Moneycorp: UK inflation continues higher [15/12/2010]

Moneycorp: UK inflation continues higher [15/12/2010]

– Employment figures today

Good morning. The Daily Mail runs a feature this morning about “How your Christmas dinner has travelled 260,000 miles”. No, it is not about migratory turkeys or Martian satsumas. It tots up the 4,486 miles travelled by the smoked salmon from Alaska, the 3,284 miles covered by the American cranberry sauce, the Brussels sprouts’ 222 mile journey from, er, Brussels, the 463 mile journey of the potatoes from Scotland, etc. Add them all together and it ends up as a very big number. Of course it’s a specious argument. According to that sort of arithmetic the people on the train this morning travelled 86,400 miles, half of them standing up all the way.

The Bank of England uses similar sophistry to explain why inflation is not as high as people might think. Strip out the effect of food and energy prices and the “core” consumer price index (CPI) went up by just 2.7%. Remove the impact of January’s VAT increase from 15% to 17.5% and you are left with an inflation rate of about 1.6%. Nothing to see there then. Move along now, move along. Except nobody in the real world is looking at a 1.6% inflation rate. They are not even looking at the 3.3% suggested by the narrowly-based CPI (for a start it excludes many housing costs). Instead they are having to cope with the 4.7% rise in the retail price index (RPI) a measure that was replaced more than a decade ago by the (usually) lower European “harmonised” CPI in order to dampen wage demands.

In his speech on Monday Bank of England Deputy Governor Charles Bean stoutly defended the Monetary Policy Committee’s stance. Although it has taken no steps to combat what it says are temporary upward pressures on inflation Mr Bean maintains that the committee still takes an interest in inflation. He said “We will be watching these indicators [medium-term inflation expectations, inflation swaps], and their impact on wages and prices, like proverbial hawks.” It’s a pity they are only proverbial hawks, not real ones. In common with seven of his MPC colleagues, Mr Bean sees no reason to raise interest rates, even acknowledging that there may be scope for a further round of quantitative easing.

Joe Public is less relaxed about rising prices. A survey last month by YouGov showed no public faith in the 2% target. In October, people were guessing that prices would rise by 3% over the coming year. That outlook rose to 3.3% in November, a two-year high. To put that in context, at the beginning of last year the expectation was 1.1%. In fact CPI went up by 2.9% in the year to December 2009, nearly two percentage points more than people expected. Their most recent assessment shows they have learned at least something from their error.

Even the traditional “higher inflation = stronger pound” relationship may be under threat. It always used to be the case that excess inflation implied higher interest rates and, in consequence, a currency more attractive to investors.
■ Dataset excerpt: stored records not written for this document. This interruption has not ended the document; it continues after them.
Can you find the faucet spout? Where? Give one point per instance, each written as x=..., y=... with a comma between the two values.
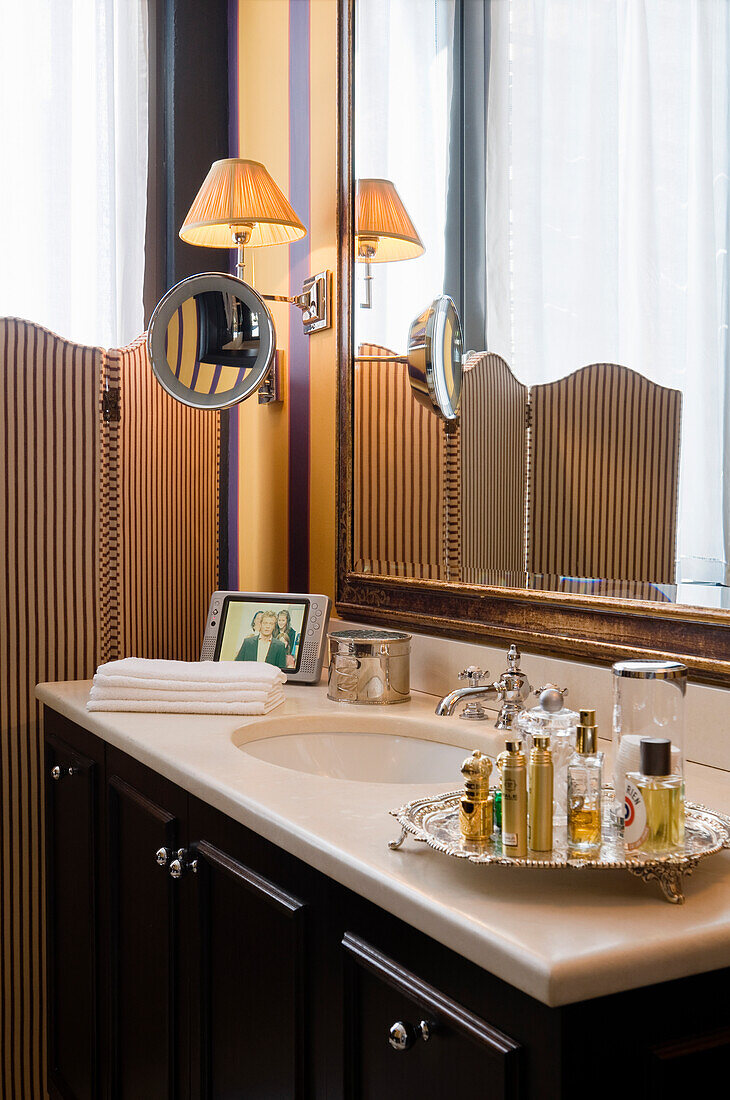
x=450, y=702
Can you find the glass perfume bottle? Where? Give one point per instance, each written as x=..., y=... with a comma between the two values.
x=654, y=802
x=584, y=781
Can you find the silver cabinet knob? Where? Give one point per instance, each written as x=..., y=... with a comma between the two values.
x=402, y=1035
x=58, y=772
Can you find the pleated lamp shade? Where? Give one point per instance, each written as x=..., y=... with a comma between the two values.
x=240, y=194
x=382, y=224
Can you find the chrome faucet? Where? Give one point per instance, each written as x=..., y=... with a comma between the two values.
x=511, y=690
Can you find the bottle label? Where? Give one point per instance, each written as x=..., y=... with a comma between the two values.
x=634, y=817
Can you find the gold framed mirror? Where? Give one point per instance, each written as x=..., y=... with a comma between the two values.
x=561, y=614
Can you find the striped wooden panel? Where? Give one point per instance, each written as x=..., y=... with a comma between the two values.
x=494, y=458
x=398, y=474
x=604, y=476
x=167, y=497
x=50, y=629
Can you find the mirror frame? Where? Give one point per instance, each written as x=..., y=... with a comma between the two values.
x=167, y=306
x=587, y=628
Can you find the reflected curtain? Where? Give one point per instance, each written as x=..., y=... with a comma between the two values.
x=404, y=79
x=608, y=216
x=465, y=275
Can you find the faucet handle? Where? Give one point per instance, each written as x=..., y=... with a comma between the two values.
x=513, y=658
x=474, y=674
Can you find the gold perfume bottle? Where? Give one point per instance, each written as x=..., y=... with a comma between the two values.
x=584, y=783
x=540, y=798
x=515, y=799
x=653, y=817
x=475, y=810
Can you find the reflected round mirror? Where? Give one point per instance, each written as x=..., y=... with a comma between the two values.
x=434, y=358
x=211, y=341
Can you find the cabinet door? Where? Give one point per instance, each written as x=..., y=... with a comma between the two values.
x=249, y=985
x=147, y=1030
x=463, y=1055
x=72, y=897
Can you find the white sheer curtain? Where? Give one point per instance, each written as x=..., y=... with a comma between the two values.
x=608, y=216
x=404, y=57
x=73, y=188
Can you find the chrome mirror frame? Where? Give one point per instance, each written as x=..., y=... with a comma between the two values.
x=427, y=361
x=157, y=331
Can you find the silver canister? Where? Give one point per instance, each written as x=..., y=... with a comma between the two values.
x=369, y=667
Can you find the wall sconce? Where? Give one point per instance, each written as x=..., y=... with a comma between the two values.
x=211, y=339
x=384, y=231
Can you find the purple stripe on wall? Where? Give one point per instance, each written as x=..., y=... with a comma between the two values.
x=299, y=156
x=232, y=509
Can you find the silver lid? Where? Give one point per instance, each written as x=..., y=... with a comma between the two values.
x=651, y=670
x=369, y=642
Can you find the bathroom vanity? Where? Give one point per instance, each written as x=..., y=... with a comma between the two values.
x=220, y=925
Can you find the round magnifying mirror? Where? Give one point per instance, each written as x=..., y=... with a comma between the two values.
x=434, y=358
x=211, y=341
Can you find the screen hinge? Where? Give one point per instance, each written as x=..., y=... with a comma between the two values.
x=111, y=409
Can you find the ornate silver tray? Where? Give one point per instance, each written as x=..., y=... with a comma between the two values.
x=435, y=822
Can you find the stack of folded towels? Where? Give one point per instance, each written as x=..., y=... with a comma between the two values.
x=136, y=683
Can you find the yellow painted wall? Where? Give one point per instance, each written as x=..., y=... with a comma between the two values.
x=264, y=135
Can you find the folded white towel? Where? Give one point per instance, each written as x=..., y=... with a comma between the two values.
x=212, y=686
x=103, y=689
x=254, y=672
x=163, y=706
x=187, y=686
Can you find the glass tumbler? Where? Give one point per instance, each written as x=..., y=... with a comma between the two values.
x=649, y=701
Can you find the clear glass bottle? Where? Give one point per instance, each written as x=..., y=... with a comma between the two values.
x=649, y=701
x=584, y=782
x=654, y=802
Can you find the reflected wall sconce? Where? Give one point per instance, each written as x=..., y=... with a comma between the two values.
x=241, y=206
x=211, y=339
x=384, y=231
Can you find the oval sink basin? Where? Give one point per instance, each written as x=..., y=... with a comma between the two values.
x=371, y=758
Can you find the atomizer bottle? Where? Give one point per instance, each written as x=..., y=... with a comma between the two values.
x=540, y=798
x=584, y=782
x=654, y=802
x=475, y=809
x=515, y=799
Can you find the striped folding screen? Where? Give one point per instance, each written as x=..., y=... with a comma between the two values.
x=604, y=476
x=100, y=519
x=164, y=491
x=399, y=460
x=493, y=462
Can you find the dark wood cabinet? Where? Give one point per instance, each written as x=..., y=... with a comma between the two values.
x=190, y=959
x=147, y=1003
x=249, y=1029
x=404, y=1037
x=73, y=833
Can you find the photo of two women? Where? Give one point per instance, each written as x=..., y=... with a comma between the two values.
x=273, y=638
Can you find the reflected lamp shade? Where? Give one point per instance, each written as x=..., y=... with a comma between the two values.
x=384, y=231
x=240, y=196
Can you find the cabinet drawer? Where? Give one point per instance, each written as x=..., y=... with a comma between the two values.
x=441, y=1047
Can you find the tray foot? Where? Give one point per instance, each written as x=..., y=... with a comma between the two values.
x=394, y=845
x=671, y=879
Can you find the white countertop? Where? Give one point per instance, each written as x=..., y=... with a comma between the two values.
x=559, y=935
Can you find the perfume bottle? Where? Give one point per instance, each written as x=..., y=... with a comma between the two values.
x=475, y=810
x=540, y=796
x=515, y=799
x=584, y=781
x=653, y=820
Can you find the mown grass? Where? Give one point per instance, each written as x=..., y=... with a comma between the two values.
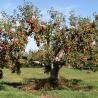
x=87, y=79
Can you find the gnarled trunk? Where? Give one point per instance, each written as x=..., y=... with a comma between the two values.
x=1, y=73
x=54, y=74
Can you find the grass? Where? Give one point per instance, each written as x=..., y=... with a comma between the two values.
x=87, y=79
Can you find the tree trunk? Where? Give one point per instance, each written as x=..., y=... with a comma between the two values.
x=54, y=74
x=1, y=73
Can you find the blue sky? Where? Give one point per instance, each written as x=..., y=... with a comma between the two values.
x=81, y=7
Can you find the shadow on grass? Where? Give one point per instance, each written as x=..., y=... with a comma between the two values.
x=2, y=87
x=33, y=84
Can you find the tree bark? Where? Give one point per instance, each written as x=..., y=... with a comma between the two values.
x=54, y=74
x=1, y=73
A bigger than expected CPI number would have been an almost sure-fire boost for sterling. Nowadays though, there is a sensation that inflation would have to hit double figures before the MPC felt the need to address the matter. Yes, that is surely an exaggeration but if they are comfortable with 3.1%, 3.2% and 3.3% in successive months at what point will their discomfort kick in? There was only the most fleeting upward reaction by the pound after yesterday’s announcement. It opens in London today a cent and a half lower against the dollar than its position at half past nine on Tuesday. It is even fractionally lower against the euro despite Standard & Poor’s threatening to downgrade Belgium’s credit rating because of the country’s political disarray.

As sterling and the euro floundered the US dollar was putting in another strong showing, making gains against everything including the commodity currencies. It was already on the way higher before the US retail sales figures came out. A monthly rise of 0.8% in the headline figure and a 1.2% increase in sales excluding motor cars helped it on its way. It even got a prod when the Federal Open Market Committee announced it was sticking to its plan to roll out another $600 billion of quantitative easing. Six weeks ago, when the plan was first revealed, the market hated it. Printing money was a lousy idea that would debase the currency. Over the intervening six weeks that attitude has changed. Today, investors are inclined to believe that the asset purchase program will help the US economy. As usual, the caveat here is that there is a risk of confusing affection for the dollar with a dislike of its main alternative, the euro. Nevertheless, the dollar’s pushy performance on Wednesday suggests the affair has not yet run its course.

Another busy day for statistics today brings UK and Euroland employment numbers, the CBI’s take on UK retail sales, Canadian manufacturing shipments and a host of US indicators; CPI inflation, the New York Fed’s manufacturing index, TIC capital flows, industrial production, capacity utilisation and the NAHB housing market index. The impact of strong US numbers might be dented by the already optimistic mood of investors but should still be positive. The same is not necessarily true of the UK employment data. Analysts have told the market to expect another small fall in the number of jobless claimants. If claims are higher there could be a fracas.